DEV Community

Cover image for What Is Elasticsearch TSDS And Why We Migrated From Standard Indices
NARESH
NARESH

Posted on

What Is Elasticsearch TSDS And Why We Migrated From Standard Indices

Banner

TL;DR
Elasticsearch works extremely well for search, analytics, and observability workloads, but standard indices slowly become inefficient once telemetry data starts growing at large scale.

This blog explains why time-series workloads behave differently from normal application data, how Elasticsearch internally stores data using Lucene segments, and why Time Series Data Streams (TSDS) were introduced to optimize storage, routing, lifecycle management, and long-term retention for telemetry systems.

The blog also explores how TSDS internally organizes data using timestamps, backing indices, and dimensions, along with an important operational lesson:

If you are planning to move into TSDS, do it as early as possible before historical data grows into a large-scale migration problem.

This is not a setup tutorial. It is a systems-design-oriented deep dive into how Elasticsearch handles time-series data internally and why TSDS becomes important at scale.

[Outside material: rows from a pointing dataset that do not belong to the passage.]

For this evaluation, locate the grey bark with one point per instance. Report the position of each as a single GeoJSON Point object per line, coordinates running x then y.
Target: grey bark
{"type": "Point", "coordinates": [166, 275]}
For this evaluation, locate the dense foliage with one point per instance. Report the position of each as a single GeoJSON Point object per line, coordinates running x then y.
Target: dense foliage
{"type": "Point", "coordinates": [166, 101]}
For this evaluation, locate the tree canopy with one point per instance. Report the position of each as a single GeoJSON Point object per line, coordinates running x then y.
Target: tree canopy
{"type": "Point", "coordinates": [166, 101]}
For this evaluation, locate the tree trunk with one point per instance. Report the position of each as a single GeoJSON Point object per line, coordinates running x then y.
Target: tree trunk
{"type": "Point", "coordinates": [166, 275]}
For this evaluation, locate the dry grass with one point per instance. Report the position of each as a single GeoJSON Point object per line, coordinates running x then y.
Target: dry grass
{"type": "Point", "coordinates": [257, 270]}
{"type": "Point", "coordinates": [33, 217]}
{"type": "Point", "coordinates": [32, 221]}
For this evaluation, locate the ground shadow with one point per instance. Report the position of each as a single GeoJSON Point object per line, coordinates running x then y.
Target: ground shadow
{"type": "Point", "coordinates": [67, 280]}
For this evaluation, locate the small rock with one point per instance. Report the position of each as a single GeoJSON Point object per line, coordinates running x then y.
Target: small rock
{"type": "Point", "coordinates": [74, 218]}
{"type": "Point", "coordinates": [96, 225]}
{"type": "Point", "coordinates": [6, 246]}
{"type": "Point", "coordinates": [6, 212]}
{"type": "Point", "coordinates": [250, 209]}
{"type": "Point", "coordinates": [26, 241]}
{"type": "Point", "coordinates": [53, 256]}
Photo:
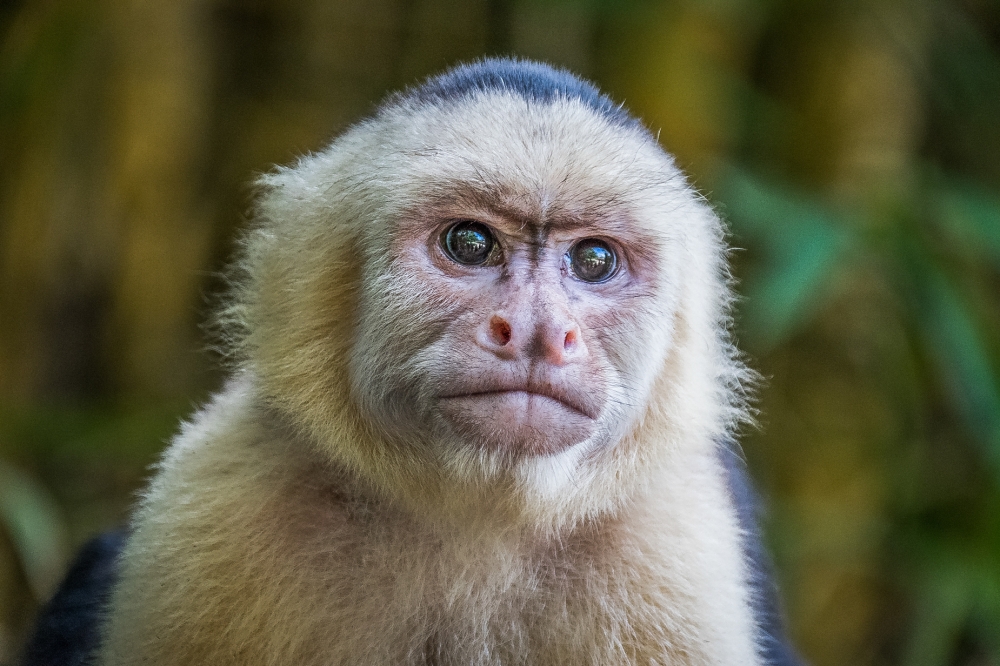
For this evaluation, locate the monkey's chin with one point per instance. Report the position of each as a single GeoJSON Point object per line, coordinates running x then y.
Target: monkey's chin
{"type": "Point", "coordinates": [517, 422]}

Most engineers know Elasticsearch as a search engine or a logging platform. But once systems start generating telemetry and metrics data at large scale, Elasticsearch slowly becomes a storage architecture problem rather than just a search problem.

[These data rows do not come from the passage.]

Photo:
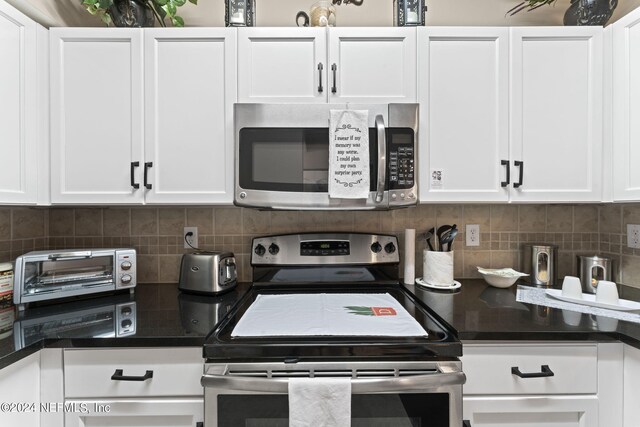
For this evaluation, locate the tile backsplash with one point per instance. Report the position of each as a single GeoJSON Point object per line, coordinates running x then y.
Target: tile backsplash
{"type": "Point", "coordinates": [156, 232]}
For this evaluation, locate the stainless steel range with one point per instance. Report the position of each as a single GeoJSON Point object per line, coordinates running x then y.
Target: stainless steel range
{"type": "Point", "coordinates": [330, 305]}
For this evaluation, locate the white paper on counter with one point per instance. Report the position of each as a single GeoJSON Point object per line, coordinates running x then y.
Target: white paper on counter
{"type": "Point", "coordinates": [324, 314]}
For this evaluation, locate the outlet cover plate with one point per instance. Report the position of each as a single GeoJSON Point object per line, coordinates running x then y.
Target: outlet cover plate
{"type": "Point", "coordinates": [191, 239]}
{"type": "Point", "coordinates": [633, 236]}
{"type": "Point", "coordinates": [472, 234]}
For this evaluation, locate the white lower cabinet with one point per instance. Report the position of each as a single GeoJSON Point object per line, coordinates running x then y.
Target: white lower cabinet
{"type": "Point", "coordinates": [135, 412]}
{"type": "Point", "coordinates": [526, 384]}
{"type": "Point", "coordinates": [133, 387]}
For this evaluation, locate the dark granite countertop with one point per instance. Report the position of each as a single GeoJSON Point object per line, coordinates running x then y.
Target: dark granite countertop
{"type": "Point", "coordinates": [167, 317]}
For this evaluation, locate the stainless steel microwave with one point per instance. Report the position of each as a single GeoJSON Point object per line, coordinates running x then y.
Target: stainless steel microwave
{"type": "Point", "coordinates": [51, 275]}
{"type": "Point", "coordinates": [282, 156]}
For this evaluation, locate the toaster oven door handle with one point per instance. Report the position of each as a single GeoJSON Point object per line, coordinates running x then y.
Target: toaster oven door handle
{"type": "Point", "coordinates": [358, 386]}
{"type": "Point", "coordinates": [382, 157]}
{"type": "Point", "coordinates": [71, 255]}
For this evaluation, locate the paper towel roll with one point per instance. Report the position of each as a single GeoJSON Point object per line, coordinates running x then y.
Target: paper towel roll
{"type": "Point", "coordinates": [409, 256]}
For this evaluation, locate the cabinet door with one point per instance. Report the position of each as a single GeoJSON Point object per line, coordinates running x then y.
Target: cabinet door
{"type": "Point", "coordinates": [282, 65]}
{"type": "Point", "coordinates": [20, 385]}
{"type": "Point", "coordinates": [96, 115]}
{"type": "Point", "coordinates": [626, 107]}
{"type": "Point", "coordinates": [134, 412]}
{"type": "Point", "coordinates": [556, 113]}
{"type": "Point", "coordinates": [190, 81]}
{"type": "Point", "coordinates": [528, 411]}
{"type": "Point", "coordinates": [372, 65]}
{"type": "Point", "coordinates": [19, 108]}
{"type": "Point", "coordinates": [463, 86]}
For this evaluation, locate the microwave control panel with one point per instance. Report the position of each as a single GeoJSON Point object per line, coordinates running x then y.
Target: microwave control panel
{"type": "Point", "coordinates": [401, 160]}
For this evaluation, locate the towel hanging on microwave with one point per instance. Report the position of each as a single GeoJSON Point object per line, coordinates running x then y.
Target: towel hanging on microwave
{"type": "Point", "coordinates": [349, 154]}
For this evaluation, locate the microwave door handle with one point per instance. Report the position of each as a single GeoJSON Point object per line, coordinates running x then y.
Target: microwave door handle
{"type": "Point", "coordinates": [358, 386]}
{"type": "Point", "coordinates": [71, 255]}
{"type": "Point", "coordinates": [382, 157]}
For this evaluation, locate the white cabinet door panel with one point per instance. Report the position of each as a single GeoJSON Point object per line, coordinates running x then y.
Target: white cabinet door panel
{"type": "Point", "coordinates": [372, 65]}
{"type": "Point", "coordinates": [190, 78]}
{"type": "Point", "coordinates": [626, 107]}
{"type": "Point", "coordinates": [97, 116]}
{"type": "Point", "coordinates": [526, 411]}
{"type": "Point", "coordinates": [281, 65]}
{"type": "Point", "coordinates": [18, 107]}
{"type": "Point", "coordinates": [556, 120]}
{"type": "Point", "coordinates": [463, 95]}
{"type": "Point", "coordinates": [135, 413]}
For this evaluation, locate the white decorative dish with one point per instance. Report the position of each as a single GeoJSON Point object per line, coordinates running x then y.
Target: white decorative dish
{"type": "Point", "coordinates": [500, 277]}
{"type": "Point", "coordinates": [590, 299]}
{"type": "Point", "coordinates": [455, 285]}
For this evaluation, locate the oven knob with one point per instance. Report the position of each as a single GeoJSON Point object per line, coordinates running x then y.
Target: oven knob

Assume a large-scale telemetry platform ingesting nearly 900GB to 1TB of metrics data every single day. At that scale, the challenge is no longer just about indexing documents or rendering dashboards. The real problem becomes storage growth, segment merge pressure, retention management, query efficiency, and infrastructure cost.

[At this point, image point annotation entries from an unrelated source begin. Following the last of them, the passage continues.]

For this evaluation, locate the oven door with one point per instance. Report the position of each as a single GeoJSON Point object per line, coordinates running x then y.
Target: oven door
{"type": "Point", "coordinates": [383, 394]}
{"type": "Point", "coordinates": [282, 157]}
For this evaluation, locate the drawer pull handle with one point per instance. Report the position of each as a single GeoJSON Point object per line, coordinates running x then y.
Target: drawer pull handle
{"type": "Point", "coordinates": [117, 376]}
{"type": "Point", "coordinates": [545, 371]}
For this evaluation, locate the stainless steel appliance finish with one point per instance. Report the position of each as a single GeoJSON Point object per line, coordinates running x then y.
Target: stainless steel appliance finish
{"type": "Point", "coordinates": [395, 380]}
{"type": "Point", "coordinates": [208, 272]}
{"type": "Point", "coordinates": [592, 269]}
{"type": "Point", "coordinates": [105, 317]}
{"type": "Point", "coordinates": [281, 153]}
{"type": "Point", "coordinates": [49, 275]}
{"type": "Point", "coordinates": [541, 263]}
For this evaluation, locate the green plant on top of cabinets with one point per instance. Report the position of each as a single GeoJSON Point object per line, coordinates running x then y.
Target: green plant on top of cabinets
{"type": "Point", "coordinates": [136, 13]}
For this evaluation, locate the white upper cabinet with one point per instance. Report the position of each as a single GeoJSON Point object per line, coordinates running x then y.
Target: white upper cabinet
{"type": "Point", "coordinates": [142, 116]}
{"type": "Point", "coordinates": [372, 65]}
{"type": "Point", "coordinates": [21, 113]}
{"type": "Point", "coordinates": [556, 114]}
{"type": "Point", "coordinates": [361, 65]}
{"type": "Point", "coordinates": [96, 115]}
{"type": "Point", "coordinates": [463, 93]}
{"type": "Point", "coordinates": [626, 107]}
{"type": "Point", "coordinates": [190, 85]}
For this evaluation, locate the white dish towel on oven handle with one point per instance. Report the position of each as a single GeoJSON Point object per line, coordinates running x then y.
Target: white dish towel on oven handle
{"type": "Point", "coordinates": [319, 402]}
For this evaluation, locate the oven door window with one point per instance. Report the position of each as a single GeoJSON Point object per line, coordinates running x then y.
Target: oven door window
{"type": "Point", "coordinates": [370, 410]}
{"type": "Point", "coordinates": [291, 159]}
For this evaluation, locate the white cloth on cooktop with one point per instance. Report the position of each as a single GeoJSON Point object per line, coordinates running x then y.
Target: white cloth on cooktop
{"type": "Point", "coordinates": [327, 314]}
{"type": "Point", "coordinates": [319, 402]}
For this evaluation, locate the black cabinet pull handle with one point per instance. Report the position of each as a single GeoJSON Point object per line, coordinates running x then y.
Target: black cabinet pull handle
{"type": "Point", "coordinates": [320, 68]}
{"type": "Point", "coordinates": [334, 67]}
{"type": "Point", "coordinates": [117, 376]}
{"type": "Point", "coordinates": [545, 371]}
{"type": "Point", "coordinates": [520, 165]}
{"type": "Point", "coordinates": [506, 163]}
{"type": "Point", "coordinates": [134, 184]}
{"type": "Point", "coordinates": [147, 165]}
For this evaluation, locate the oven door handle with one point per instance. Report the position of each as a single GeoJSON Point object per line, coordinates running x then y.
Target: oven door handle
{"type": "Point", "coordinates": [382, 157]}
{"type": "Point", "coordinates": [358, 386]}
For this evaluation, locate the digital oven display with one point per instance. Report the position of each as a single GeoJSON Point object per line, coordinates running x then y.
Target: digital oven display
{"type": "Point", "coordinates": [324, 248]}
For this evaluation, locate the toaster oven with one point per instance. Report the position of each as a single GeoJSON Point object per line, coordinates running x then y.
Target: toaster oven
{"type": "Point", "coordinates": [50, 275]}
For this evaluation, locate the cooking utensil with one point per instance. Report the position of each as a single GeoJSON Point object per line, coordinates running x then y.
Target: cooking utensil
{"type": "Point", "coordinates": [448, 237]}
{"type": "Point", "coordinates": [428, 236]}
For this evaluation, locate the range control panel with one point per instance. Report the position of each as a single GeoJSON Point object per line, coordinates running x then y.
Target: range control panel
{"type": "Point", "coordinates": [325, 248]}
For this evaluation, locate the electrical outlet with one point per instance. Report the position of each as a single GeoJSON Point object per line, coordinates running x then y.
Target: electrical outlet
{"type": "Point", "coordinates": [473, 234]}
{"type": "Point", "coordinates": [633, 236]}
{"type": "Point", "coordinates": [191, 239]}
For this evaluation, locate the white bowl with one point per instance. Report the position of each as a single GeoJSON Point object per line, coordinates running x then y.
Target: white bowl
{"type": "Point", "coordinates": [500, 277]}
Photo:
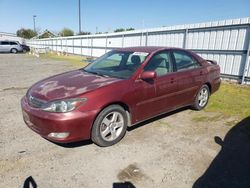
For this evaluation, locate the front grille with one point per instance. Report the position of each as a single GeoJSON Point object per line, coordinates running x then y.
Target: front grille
{"type": "Point", "coordinates": [35, 102]}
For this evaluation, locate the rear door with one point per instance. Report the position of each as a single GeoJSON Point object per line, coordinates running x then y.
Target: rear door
{"type": "Point", "coordinates": [4, 46]}
{"type": "Point", "coordinates": [189, 76]}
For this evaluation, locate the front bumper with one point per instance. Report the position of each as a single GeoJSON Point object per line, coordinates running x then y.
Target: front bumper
{"type": "Point", "coordinates": [78, 124]}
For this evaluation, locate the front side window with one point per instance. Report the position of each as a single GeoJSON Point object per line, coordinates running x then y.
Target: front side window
{"type": "Point", "coordinates": [117, 64]}
{"type": "Point", "coordinates": [160, 63]}
{"type": "Point", "coordinates": [184, 61]}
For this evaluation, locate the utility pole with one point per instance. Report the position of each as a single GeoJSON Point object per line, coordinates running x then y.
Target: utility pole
{"type": "Point", "coordinates": [79, 7]}
{"type": "Point", "coordinates": [34, 22]}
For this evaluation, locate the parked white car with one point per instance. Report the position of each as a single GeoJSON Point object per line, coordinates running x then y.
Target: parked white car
{"type": "Point", "coordinates": [10, 46]}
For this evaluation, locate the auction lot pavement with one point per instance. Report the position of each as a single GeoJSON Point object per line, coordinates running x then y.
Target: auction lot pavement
{"type": "Point", "coordinates": [169, 151]}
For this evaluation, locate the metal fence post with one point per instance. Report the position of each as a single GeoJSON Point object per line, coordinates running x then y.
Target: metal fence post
{"type": "Point", "coordinates": [106, 43]}
{"type": "Point", "coordinates": [91, 47]}
{"type": "Point", "coordinates": [246, 65]}
{"type": "Point", "coordinates": [81, 45]}
{"type": "Point", "coordinates": [73, 45]}
{"type": "Point", "coordinates": [123, 40]}
{"type": "Point", "coordinates": [185, 38]}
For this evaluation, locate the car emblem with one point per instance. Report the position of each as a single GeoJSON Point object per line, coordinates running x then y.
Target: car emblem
{"type": "Point", "coordinates": [31, 98]}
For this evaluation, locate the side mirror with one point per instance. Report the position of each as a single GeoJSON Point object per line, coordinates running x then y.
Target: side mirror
{"type": "Point", "coordinates": [148, 75]}
{"type": "Point", "coordinates": [89, 60]}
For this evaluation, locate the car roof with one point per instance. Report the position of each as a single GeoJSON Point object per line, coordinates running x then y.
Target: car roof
{"type": "Point", "coordinates": [147, 49]}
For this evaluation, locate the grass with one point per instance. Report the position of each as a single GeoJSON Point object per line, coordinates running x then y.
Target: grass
{"type": "Point", "coordinates": [76, 60]}
{"type": "Point", "coordinates": [207, 118]}
{"type": "Point", "coordinates": [231, 100]}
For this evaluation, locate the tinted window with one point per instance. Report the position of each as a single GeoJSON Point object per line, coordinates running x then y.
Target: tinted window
{"type": "Point", "coordinates": [4, 43]}
{"type": "Point", "coordinates": [184, 61]}
{"type": "Point", "coordinates": [117, 64]}
{"type": "Point", "coordinates": [160, 63]}
{"type": "Point", "coordinates": [13, 43]}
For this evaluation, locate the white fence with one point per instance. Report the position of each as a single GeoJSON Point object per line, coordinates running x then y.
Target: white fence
{"type": "Point", "coordinates": [226, 41]}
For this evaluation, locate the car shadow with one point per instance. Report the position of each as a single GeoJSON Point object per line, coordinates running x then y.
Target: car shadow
{"type": "Point", "coordinates": [231, 167]}
{"type": "Point", "coordinates": [143, 123]}
{"type": "Point", "coordinates": [123, 185]}
{"type": "Point", "coordinates": [29, 183]}
{"type": "Point", "coordinates": [89, 142]}
{"type": "Point", "coordinates": [73, 144]}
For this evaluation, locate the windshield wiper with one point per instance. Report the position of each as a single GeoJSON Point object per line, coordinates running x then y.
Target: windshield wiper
{"type": "Point", "coordinates": [96, 73]}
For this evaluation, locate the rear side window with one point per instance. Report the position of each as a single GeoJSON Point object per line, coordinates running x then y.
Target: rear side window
{"type": "Point", "coordinates": [4, 43]}
{"type": "Point", "coordinates": [13, 43]}
{"type": "Point", "coordinates": [184, 61]}
{"type": "Point", "coordinates": [160, 63]}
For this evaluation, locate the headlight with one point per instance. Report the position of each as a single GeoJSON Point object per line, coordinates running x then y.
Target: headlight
{"type": "Point", "coordinates": [66, 105]}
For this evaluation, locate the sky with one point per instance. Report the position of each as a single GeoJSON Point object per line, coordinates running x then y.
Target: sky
{"type": "Point", "coordinates": [108, 15]}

Within a few months, clusters can easily accumulate tens of terabytes of historical metrics data. Storing that much data using standard Elasticsearch indices becomes increasingly expensive, both operationally and financially. The problem is not just storing data, but storing it efficiently enough for long-term scalability.

This is where Elasticsearch Time Series Data Streams (TSDS) enters the picture.

But this blog is not another setup tutorial or migration guide. Instead, the goal here is to understand why TSDS exists, what architectural problem it solves, and how Elasticsearch internally handles time-series workloads.

More importantly, this blog approaches Elasticsearch from a systems-design perspective. Elasticsearch is not a general-purpose database, and understanding its storage model, segment architecture, routing behavior, and lifecycle management is critical before introducing TSDS into large-scale systems.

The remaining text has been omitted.